POUVOIR JUDICIAIRE
A/1630/2006-DCTI ATA/408/2006
ARRÊT
DU TRIBUNAL ADMINISTRATIF
du 26 juillet 2006
dans la cause
Madame M______
contre
DIRECTION DU LOGEMENT
EN FAIT
Madame M______ est locataire depuis le 1er avril 1993 d'un logement subventionné (HLM) de 5 pièces, sis au 1er étage de l'immeuble ______à Genève.
Le loyer annuel du logement, initialement occupé par les époux M______ et leurs deux enfants L______ et J______, s'élevait à CHF 20'280.-.
M. M______ a quitté le domicile conjugal en date du 2 mars 2002.
Le 1er juin 2005, M. J. M______ a emménagé chez son père.
Par avis du 20 septembre 2005, l'office cantonal de la population (ci-après : l'OCP) a informé la direction du logement (ci-après : la DL) que Monsieur B______ était domicilié chez Mme M______ depuis le 1er août 2005.
Le 12 octobre 2005, la DL a requis de Mme M______ qu'elle lui remette un certain nombre de documents afin que son dossier puisse être examiné à nouveau.
Mme M______ a fait parvenir à la DL une partie des documents sollicités par courrier du 7 novembre 2005.
M. B______ était un ami qui recherchait un logement et qui avait provisoirement élu domicile à son adresse. La situation était temporaire. Elle devait prendre fin dès que M. B______ aurait trouvé un nouvel appartement. C'est pourquoi, elle n'avait pas immédiatement avisé la DL.
Le revenu mensuel brut de Mme M______ pour l'année 2005 s'élevait à CHF 9'534.25.
Sur requête de la DL, Mme M______ lui a remis, le 14 décembre 2005, les bulletins de traitement de M. B______ pour les mois de juillet, octobre et novembre 2005. Le salaire mensuel brut de ce dernier durant ces trois mois s'élevait à CHF 9'348.25.
En date du 23 décembre 2005, M. J. M______ a réemménagé dans l'appartement de sa mère.
Par courrier du 19 janvier 2006, la DL a sollicité de Mme M______ la mise à jour de son dossier, ensuite du retour de son fils J..

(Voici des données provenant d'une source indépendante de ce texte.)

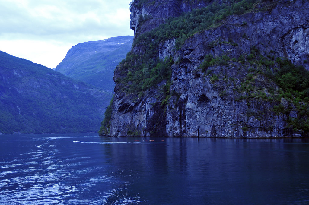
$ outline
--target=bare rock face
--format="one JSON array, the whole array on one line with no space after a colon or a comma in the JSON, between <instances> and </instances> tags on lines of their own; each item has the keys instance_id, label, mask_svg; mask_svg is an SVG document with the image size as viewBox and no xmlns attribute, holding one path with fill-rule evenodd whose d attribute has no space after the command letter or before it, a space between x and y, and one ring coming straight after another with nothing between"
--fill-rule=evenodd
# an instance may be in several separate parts
<instances>
[{"instance_id":1,"label":"bare rock face","mask_svg":"<svg viewBox=\"0 0 309 205\"><path fill-rule=\"evenodd\" d=\"M205 2L199 3L204 1L197 1L195 4L189 1L155 1L138 7L139 1L136 1L130 8L130 27L135 31L135 38L168 17L207 6ZM307 60L309 57L308 8L307 1L276 1L260 10L228 16L216 27L189 37L178 50L175 48L175 39L161 42L158 57L161 59L169 56L173 58L172 83L170 89L177 94L164 99L160 97L162 87L159 85L139 98L121 91L116 83L109 135L237 138L302 136L303 133L292 130L287 122L289 117L297 115L293 108L285 114L278 115L273 111L274 105L277 104L274 102L253 95L249 98L243 98L239 88L243 79L248 78L250 64L235 60L211 65L207 69L212 77L208 70L202 72L199 68L208 54L238 59L244 53L250 53L254 47L262 51L261 55L272 53L287 58L295 65L309 69ZM140 25L141 15L149 15L149 19ZM136 53L145 52L138 43L134 46L133 50ZM121 77L119 69L115 71L114 79ZM263 75L257 74L253 77L255 86L260 88L260 93L265 98L271 95L266 88L278 89L273 82ZM285 100L282 98L281 102L285 109L293 107Z\"/></svg>"}]
</instances>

Le contrat d'apprentissage conclu entre M. J. M______ et l'entreprise BEP SA, d'une durée de trois ans, soit du 29 août 2005 au 28 août 2008, prévoyait un salaire mensuel brut de CHF 1'182.- durant la première année d'apprentissage, de CHF 1'491.- durant la deuxième année et de CHF 1'815.- durant la troisième année. S'agissant des traitements bruts perçus par Mme M______ durant l'année 2005, ils s'élevaient à CHF 120'215.-. Quant à M. B______, il était domicilié depuis le 1er janvier 2006 sur le territoire de la commune O______ dans le canton de Bâle-campagne, conformément à l'attestation délivrée par cette commune.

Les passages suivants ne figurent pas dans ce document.